В таком сочетании внешность выражала спокойную, ровную доброту и покладистость. Игорь таким и был всегда. Теперь он исхудал телом, усох. Стрижка и брови густо поседели, зрачки глаз поблекли. Кожа лица, видимой части шеи и кистей рук приобрела тяжёлый землистый цвет. Однако то, что было существенным в этом человеке, оставалось прежним. Он не терял памяти. Не стонал, не жаловался на боли или хотя бы на кого. И только по тому, что временами землистость кожи у него становилась ещё более угнетающей, можно было догадываться об истинных страданиях несчастного.
Он позвонил мне в тот день, когда вышел срок удержания письма Кереса ко мне.

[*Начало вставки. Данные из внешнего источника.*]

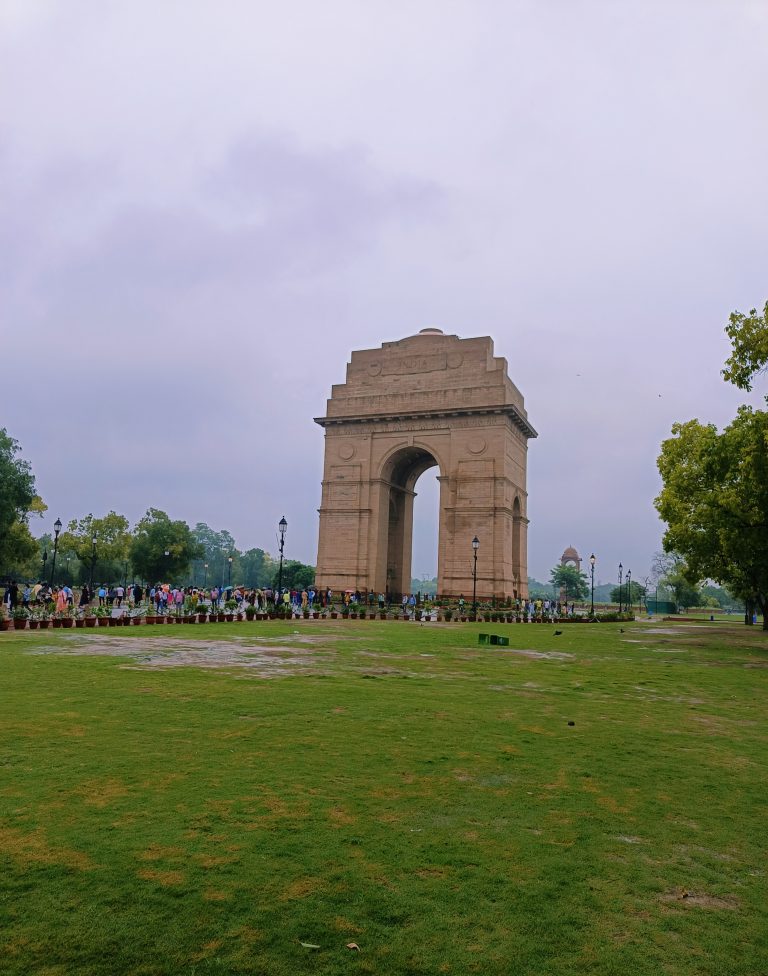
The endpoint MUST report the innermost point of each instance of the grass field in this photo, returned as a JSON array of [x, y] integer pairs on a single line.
[[206, 799]]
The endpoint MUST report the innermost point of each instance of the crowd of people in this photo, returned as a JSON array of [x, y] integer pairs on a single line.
[[166, 598]]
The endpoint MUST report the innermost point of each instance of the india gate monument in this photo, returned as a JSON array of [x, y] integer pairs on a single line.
[[424, 401]]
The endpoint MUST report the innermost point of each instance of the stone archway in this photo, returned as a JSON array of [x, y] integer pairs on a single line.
[[424, 401]]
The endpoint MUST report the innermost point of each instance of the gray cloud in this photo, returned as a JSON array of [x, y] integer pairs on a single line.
[[203, 215]]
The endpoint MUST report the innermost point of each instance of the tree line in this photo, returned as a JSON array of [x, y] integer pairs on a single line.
[[107, 549]]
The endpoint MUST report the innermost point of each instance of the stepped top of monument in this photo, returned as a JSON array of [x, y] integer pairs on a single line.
[[429, 373]]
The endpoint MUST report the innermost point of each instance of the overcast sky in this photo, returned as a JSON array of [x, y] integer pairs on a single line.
[[206, 206]]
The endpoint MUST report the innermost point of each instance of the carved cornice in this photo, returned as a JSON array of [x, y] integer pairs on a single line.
[[506, 410]]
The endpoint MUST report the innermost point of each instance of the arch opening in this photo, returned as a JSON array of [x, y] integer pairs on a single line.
[[400, 474]]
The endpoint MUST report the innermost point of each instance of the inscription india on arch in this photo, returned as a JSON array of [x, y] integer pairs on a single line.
[[424, 401]]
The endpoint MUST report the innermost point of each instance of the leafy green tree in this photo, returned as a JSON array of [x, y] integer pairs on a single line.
[[749, 338], [715, 503], [256, 568], [154, 536], [17, 500], [113, 543], [296, 575], [636, 594], [215, 549], [538, 590], [569, 579]]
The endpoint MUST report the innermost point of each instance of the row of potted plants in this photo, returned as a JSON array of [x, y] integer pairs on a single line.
[[42, 618]]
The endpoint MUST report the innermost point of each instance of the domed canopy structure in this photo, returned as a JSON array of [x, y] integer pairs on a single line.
[[571, 558]]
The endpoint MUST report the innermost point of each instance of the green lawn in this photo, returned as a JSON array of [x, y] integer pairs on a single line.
[[390, 785]]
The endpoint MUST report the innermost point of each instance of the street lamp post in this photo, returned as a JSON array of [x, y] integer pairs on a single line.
[[56, 530], [283, 527], [93, 564]]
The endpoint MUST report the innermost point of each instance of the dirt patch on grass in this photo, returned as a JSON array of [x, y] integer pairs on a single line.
[[692, 899], [260, 656], [167, 879], [34, 848], [301, 888], [100, 793], [539, 655]]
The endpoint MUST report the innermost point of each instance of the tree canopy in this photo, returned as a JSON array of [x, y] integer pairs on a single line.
[[749, 339], [632, 595], [17, 499], [569, 578], [161, 549], [715, 502]]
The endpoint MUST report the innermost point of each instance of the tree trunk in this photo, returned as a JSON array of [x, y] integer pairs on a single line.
[[763, 607]]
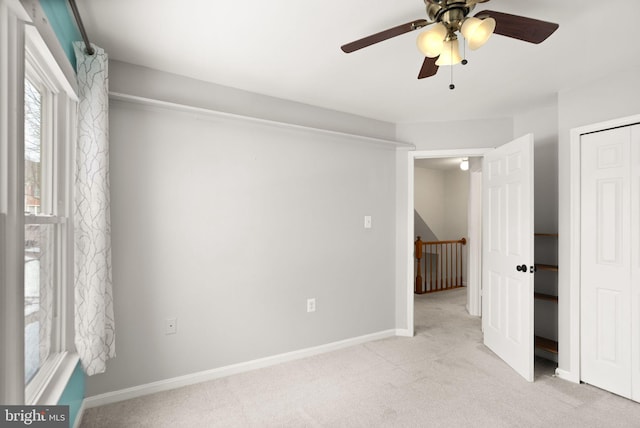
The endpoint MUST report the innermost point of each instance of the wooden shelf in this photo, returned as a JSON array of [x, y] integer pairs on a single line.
[[546, 344], [547, 297], [547, 267]]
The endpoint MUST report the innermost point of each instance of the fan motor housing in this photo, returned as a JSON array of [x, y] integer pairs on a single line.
[[449, 12]]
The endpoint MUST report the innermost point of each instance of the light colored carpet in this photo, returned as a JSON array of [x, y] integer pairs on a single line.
[[442, 377]]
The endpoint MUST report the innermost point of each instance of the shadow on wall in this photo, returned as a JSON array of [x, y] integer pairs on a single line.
[[422, 229]]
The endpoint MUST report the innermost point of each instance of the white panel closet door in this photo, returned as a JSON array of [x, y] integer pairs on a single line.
[[635, 262], [609, 327]]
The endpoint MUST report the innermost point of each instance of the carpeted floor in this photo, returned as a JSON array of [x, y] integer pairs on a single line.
[[442, 377]]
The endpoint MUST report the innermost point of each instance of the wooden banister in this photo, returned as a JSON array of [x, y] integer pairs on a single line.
[[441, 263]]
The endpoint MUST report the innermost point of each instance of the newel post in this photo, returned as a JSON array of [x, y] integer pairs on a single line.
[[419, 286]]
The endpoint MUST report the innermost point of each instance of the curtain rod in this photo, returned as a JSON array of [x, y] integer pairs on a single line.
[[76, 14]]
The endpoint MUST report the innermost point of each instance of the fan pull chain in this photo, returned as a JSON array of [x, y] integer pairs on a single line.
[[464, 52], [451, 85]]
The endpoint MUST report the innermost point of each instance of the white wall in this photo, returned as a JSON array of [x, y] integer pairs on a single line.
[[456, 199], [472, 134], [429, 197], [441, 197], [611, 97], [230, 225]]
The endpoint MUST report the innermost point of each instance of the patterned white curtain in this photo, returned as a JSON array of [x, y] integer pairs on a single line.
[[94, 322]]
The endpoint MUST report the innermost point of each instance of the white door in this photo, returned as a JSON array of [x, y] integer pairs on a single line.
[[610, 294], [507, 277]]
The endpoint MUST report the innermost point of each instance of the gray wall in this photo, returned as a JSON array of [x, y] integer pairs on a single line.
[[230, 225]]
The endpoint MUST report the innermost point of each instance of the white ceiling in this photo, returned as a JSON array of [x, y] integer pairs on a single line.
[[291, 49]]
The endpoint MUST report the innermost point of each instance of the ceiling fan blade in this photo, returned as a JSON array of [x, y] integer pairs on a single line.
[[384, 35], [429, 68], [518, 27]]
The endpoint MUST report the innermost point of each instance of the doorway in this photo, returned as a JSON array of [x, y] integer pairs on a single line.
[[474, 249]]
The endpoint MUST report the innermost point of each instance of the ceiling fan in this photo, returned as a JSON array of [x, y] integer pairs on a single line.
[[451, 19]]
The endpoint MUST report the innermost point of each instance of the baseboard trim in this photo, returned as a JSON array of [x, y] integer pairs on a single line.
[[207, 375], [78, 421], [404, 332], [565, 375]]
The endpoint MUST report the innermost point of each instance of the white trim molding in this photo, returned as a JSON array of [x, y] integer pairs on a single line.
[[208, 375], [232, 116], [571, 294]]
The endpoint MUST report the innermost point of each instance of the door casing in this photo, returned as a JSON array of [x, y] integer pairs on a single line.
[[412, 156]]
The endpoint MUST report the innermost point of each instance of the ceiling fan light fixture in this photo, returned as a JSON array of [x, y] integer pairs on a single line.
[[430, 42], [477, 31], [450, 54]]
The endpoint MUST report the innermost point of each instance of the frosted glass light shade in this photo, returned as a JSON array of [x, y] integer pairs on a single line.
[[450, 54], [477, 31], [430, 42]]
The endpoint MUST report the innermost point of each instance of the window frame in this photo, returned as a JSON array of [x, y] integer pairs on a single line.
[[59, 124]]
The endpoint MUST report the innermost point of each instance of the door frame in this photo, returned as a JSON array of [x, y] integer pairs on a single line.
[[570, 310], [410, 236]]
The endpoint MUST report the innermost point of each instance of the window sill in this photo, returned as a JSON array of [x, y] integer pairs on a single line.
[[51, 391]]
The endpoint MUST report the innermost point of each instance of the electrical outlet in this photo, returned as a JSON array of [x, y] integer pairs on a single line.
[[311, 305], [171, 326]]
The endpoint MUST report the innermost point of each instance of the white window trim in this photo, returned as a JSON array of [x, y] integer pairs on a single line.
[[16, 32], [53, 376]]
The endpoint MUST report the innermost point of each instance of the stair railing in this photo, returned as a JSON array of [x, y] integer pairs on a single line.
[[438, 265]]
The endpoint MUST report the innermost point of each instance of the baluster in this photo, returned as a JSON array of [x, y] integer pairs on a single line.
[[418, 252]]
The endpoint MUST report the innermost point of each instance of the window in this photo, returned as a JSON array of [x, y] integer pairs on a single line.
[[48, 115]]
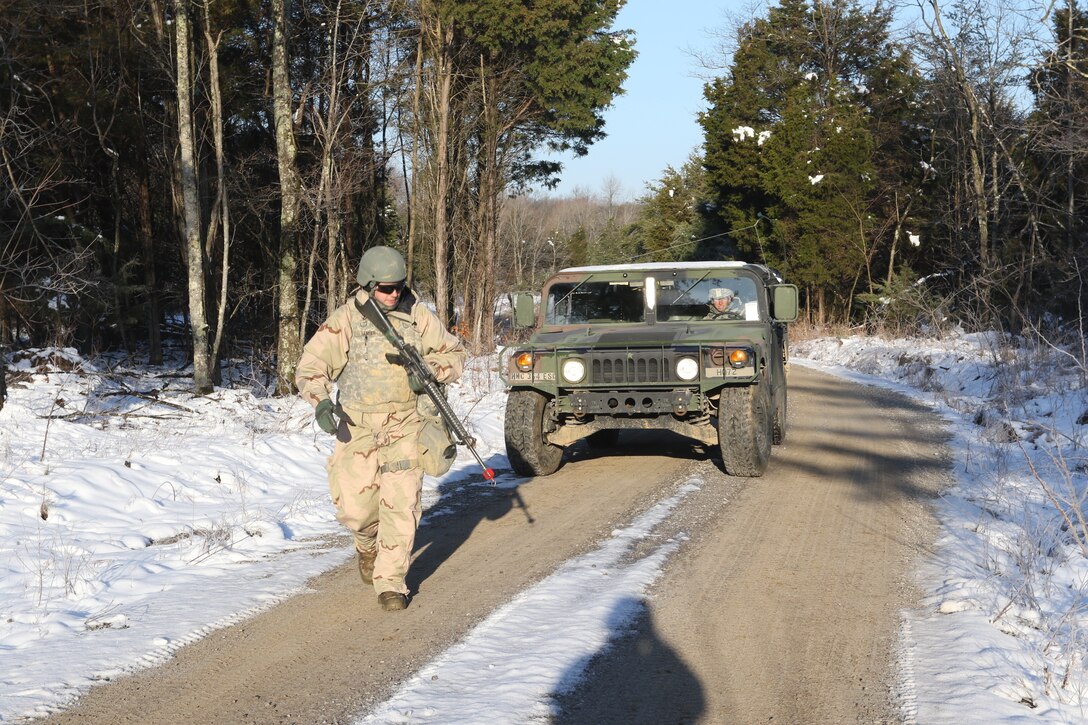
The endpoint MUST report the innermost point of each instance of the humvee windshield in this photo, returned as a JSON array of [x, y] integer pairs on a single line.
[[595, 303], [679, 299]]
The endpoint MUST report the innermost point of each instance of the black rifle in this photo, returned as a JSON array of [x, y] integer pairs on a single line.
[[418, 368]]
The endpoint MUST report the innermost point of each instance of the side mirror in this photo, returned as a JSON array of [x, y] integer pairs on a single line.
[[524, 310], [786, 303]]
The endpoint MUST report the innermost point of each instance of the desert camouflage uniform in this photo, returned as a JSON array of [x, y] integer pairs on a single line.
[[374, 476]]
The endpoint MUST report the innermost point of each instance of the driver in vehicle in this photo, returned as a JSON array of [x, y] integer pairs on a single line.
[[724, 305]]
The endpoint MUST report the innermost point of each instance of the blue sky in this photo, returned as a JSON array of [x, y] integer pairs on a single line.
[[653, 125]]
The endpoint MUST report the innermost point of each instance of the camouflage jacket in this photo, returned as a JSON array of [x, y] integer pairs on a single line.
[[349, 351]]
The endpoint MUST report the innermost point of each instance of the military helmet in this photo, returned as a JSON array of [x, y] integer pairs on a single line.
[[381, 265]]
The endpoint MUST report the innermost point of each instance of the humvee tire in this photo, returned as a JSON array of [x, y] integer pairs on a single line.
[[524, 434], [744, 430]]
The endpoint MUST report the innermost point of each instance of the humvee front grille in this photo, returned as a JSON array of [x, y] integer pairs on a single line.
[[630, 367]]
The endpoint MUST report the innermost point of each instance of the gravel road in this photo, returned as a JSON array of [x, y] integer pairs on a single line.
[[781, 606]]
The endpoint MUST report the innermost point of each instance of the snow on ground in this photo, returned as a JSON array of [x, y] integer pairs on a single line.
[[135, 518], [1002, 636]]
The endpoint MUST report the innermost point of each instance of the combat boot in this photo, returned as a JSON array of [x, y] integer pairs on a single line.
[[367, 565], [393, 601]]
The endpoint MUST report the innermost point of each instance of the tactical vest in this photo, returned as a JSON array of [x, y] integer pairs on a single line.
[[369, 382]]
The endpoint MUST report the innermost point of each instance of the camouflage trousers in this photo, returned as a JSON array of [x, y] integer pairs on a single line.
[[375, 481]]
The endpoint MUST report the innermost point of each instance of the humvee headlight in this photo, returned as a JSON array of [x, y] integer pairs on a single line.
[[573, 370], [523, 361], [687, 368]]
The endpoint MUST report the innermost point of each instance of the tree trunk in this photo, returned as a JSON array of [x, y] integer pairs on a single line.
[[222, 198], [445, 80], [201, 359], [289, 333]]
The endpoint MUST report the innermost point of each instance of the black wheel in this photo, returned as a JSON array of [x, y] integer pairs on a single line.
[[524, 434], [603, 440], [744, 430], [778, 428]]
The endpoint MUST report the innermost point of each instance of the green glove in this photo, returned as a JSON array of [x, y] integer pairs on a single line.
[[326, 420]]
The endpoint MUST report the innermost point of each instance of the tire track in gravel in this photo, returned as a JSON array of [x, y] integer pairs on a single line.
[[784, 605]]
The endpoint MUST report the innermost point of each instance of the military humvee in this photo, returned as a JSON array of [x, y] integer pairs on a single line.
[[637, 346]]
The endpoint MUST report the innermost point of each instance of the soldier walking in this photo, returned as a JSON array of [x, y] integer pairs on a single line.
[[374, 474]]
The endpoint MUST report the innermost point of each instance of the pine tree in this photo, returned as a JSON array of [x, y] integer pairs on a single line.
[[805, 143]]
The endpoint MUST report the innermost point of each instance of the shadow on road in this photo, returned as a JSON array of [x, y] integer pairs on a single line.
[[638, 680], [461, 506]]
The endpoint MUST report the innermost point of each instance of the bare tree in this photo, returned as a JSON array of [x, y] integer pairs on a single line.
[[190, 222], [289, 330]]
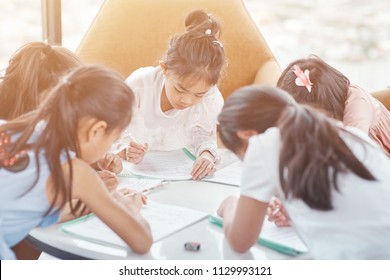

Раньше, ещё когда Керес был жив и какое-то время после его смерти, мы с Игорем изредка виделись на выставках и других культурных мероприятиях или общались по телефону, и этого вполне хватало, чтобы не выпадать из той сферы интересов, которая возникала из наших приятельских отношений к Кересу и друг к другу. Затем наши контакты хотя и не прекращались, но заметно ослабли. Я не находил, с чем обращаться к нему, он тоже не звонил, будто пропадал куда, и я, иногда вспоминая о нём, склонен был думать, что мне больше, видимо, не суждено ни слышать его голоса, ни вообще знать, что с ним.
Он говорил мне после, что боялся, как бы не нарушить запрет, содержавшийся в верхнем конверте, поскольку при этом мог проговориться, а я – вымолить и вытащить из него согласие отдать письмо раньше, чем наказывал это сделать Керес. Прошло семь с половиной лет. Уже с той только поры, когда я побывал в Риме и встречался с Ольгой Васильевной. Значит, от смерти Кереса ещё больше.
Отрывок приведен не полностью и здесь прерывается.